Kepala Kepolisian Resor Jakarta Barat, Komisaris Besar Rudy Hariyanto Adi Nugroho, kemudian memanggil anak buahnya untuk mencari jalan keluar dalam menangani tawuran. Tambora ditetapkan sebagai titik percontohan program Gerakan Masyarakat Anti-Tawuran pada 12 Juni 2015.
Polisi kemudian memasang 1.000 spanduk bertulisan nomor telepon pengaduan dan ancaman hukuman bagi mereka yang terlibat tawuran. Agar tak dianggap angin lalu, polisi mengajak tokoh masyarakat dan pemuka agama untuk ikut mengingatkan kemudaratan tawuran. Jika imbauan itu masih tak mempan, setiap pelajar yang tertangkap tawuran akan dilaporkan ke Suku Dinas Pendidikan Jakarta Barat untuk dicabut bantuan Kartu Jakarta Pintar-nya.
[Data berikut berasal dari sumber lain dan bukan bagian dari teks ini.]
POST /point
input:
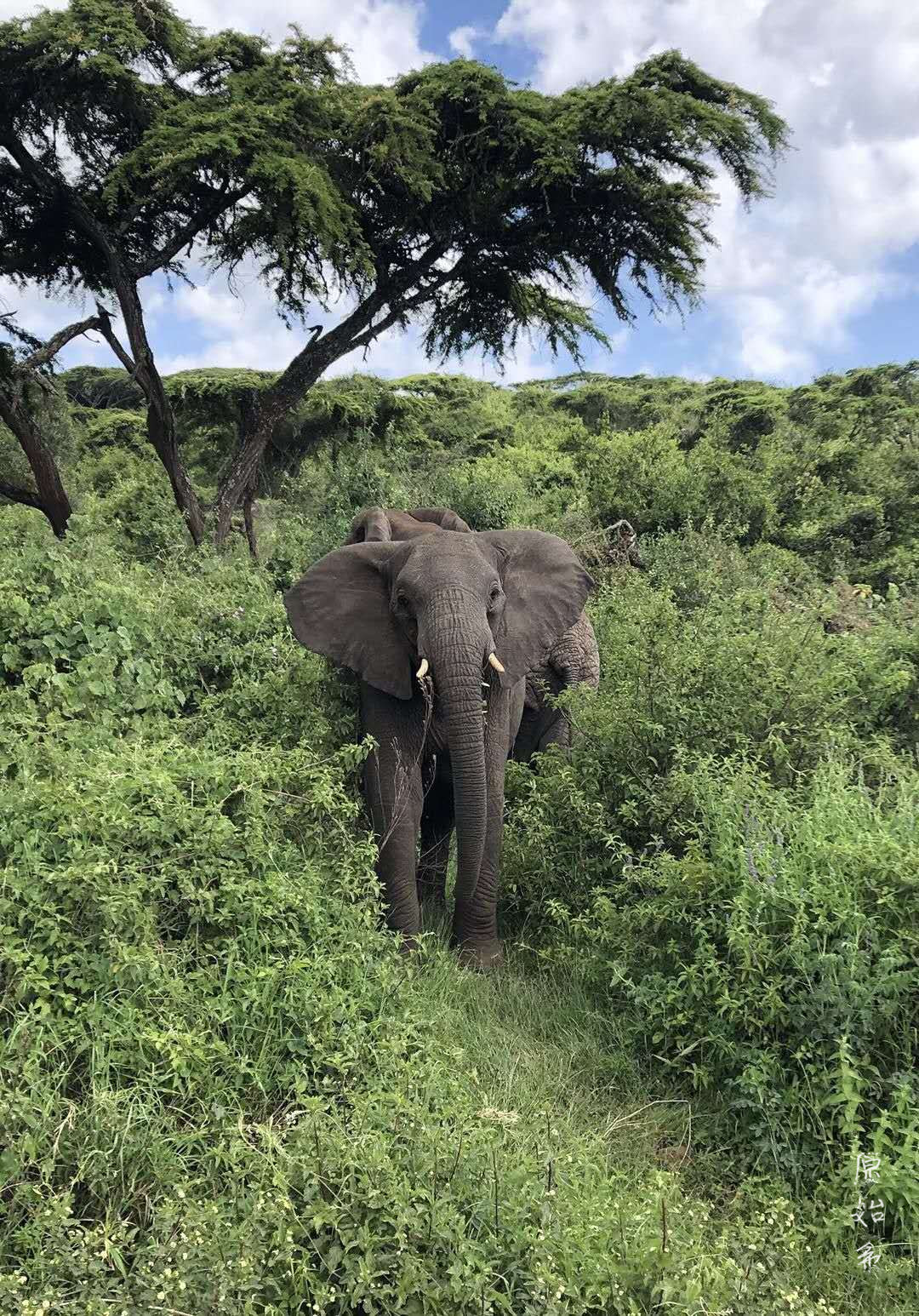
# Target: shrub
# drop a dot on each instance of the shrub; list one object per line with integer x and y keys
{"x": 773, "y": 964}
“Dari 15 pelajar yang terlibat tawuran, empat di antaranya sudah dicabut KJP-nya,” kata Kepala Polsek Tambora, Komisaris Wirdanto Hadi Wicaksono. Adapun bagi masyarakat umum yang terlibat tawuran, polisi tak akan sudi mengeluarkan surat keterangan catatan kepolisian atas dirinya.
Kini, Jujung dan warga Tambora tak lagi waswas untuk bermain di sekitar rumah saat akhir pekan. “Sekarang sudah zero tawuran,” ujar Wirdanto. Atas pencapaian itu, Wirdanto dan Rudy Hariyanto dianugerahi penghargaan di Bidang Keamanan dan Ketertiban Masyarakat oleh Lembaga Prestasi Indonesia-Dunia (LEPRID). “Sejauh pengamatan kami, belum ada yang melakukan program pencegahan tawuran seperti ini,” kata Direktur LEPRID, Paulus Pangka.